I kind of agree with all of you guys. The police are up against well armed nut jobs, and the government is often to heavy handed. As for Ruby Ridge in Montana, how does a trained FBI sniper(at 100 yards) shoot a lady through the head perfectly when he says his target was the husband 100 feet away? They didn't like his wifes anti government mouth, I would say she was the target, and they shut her up forever. The husband won three million when he sued the government for wrongful death. They were in the wrong. Then there are the Freemen in Montana, and the Posse Comitatus here in North Dakota. We have them here in Stutsman county. They have extreme views on property rights. Remember Gordon Khal? He didn't want government telling him what to do on his farm, but he burned up the road going to cash his government checks.

The solution is let the law enforcement be prepared for the bad guys, but keep yourself well armed also. The second amendment is not about chasing Bambi around the woods.


----------



## DakotaYota (Dec 6, 2008)

Plainsman said:


> I kind of agree with all of you guys. The police are up against well armed nut jobs, and the government is often to heavy handed. As for Ruby Ridge in Montana, how does a trained FBI sniper(at 100 yards) shoot a lady through the head perfectly when he says his target was the husband 100 feet away? They didn't like his wifes anti government mouth, I would say she was the target, and they shut her up forever. The husband won three million when he sued the government for wrongful death. They were in the wrong. Then there are the Freemen in Montana, and the Posse Comitatus here in North Dakota. We have them here in Stutsman county. They have extreme views on property rights. Remember Gordon Khal? He didn't want government telling him what to do on his farm, but he burned up the road going to cash his government checks.
> 
> The solution is let the law enforcement be prepared for the bad guys, but keep yourself well armed also. The second amendment is not about chasing Bambi around the woods.


Well said...and I agree 100%.

As for questor, I have been in harms way as well. I had an M4 and a sidearms (M9) to be exact. Also I served as a wildlife officer in alaska. We were armed with a sidearm, remington 870 12 ga and a M4. I will tell you, for grizzly the 870 is the weapon of choice. Yes you familiy member has all 3 in his vehicle, but he doesnt carry them all at once. He employs them as needed. I used my 870 way more than any other weapon. Cracker chells for bear control, rubber culgs for moose harassment, etc.... Its about having the right tool available when needed. As a wildlife officer everyone he encounters is likely armed and usually a wildlife guy is working solo. I would rather be well armed and not need it, then wish I had it when my life is on the line.
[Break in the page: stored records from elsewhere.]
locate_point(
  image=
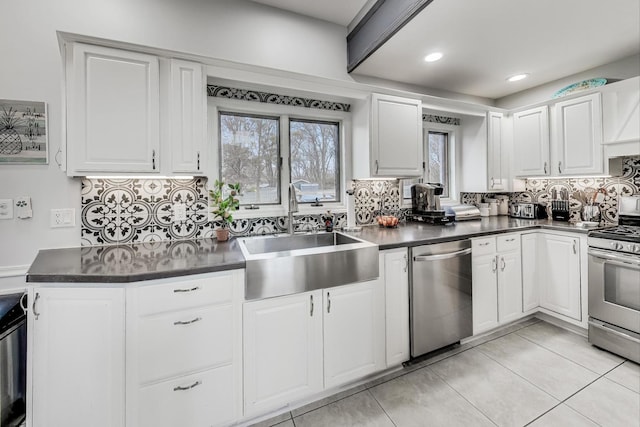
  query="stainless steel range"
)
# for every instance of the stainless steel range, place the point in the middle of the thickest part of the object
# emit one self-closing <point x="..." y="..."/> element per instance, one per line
<point x="614" y="283"/>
Another thing a lot of people forget is, a great deal of an officers equipment comes out of his own pocket. If you dont like what they offer you, many departments give you the opportunity to buy what you prefer. And the local cops taking over....please, they dont have the firepower to take my house if I dont let them in....you should be far more worried about your governments push to disarm the american people, instead of a few cops getting the gear they need to feel comfortable with. Always remember too, sometimes the worst tragedies happen when the people and first responders least expect them!


----------



## DakotaYota (Dec 6, 2008)

questor said:


> striped1 said:
> 
> 
> > much ado about nothing. A Columbine type even happens there without that stuff and the same people screaming now would be screaming about not having that equipment.
> ...


So in your opinion, when a cop is alone and dealing with a psychopath toting a stolen AK-47, he should use maybe a slingshot or a paintball gun? Come-on man! The first time I walked in on 4 guys poaching fish, all armed with handguns and 1 with a short barrel shotgun, I felt pretty undergunned with just a sidearm. Its a scary situation in the woods alone with 4 fellas your about to give a major fine too. Trust me!
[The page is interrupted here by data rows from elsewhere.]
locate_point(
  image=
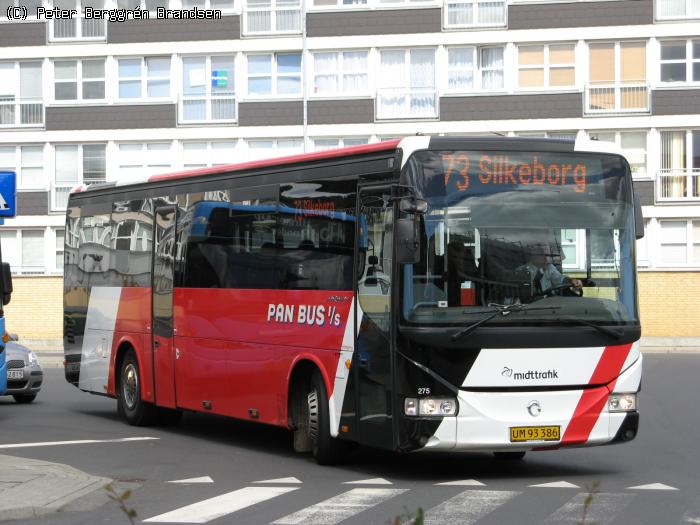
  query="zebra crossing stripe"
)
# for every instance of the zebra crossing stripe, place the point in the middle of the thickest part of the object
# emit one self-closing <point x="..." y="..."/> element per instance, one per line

These guys face the unknown everyday. Im not saying every officer is a good person, but many are. Yet everyday they deal with societies worst people. Thats what made me realize it wasnt the job for me. The people you try to help dont appreciate it, and 90% of my time was spent dealing with folks I would never associate with away from work, drug users, drunks and criminals. I think they should get grenade launchers if thats what they want....dont wanna get blown up???? Dont shoot at a cop! :rollin:


----------



## zzyzx (Mar 20, 2010)

They are planning to ambush and shoot anyone in the area that mentions Jerry Lundegaard or the movie FARGO.


----------



## farmerj (Jun 19, 2004)

having a choice of three firearms is a LONG way from practicing building clearing tactics and using armored vehicles.


----------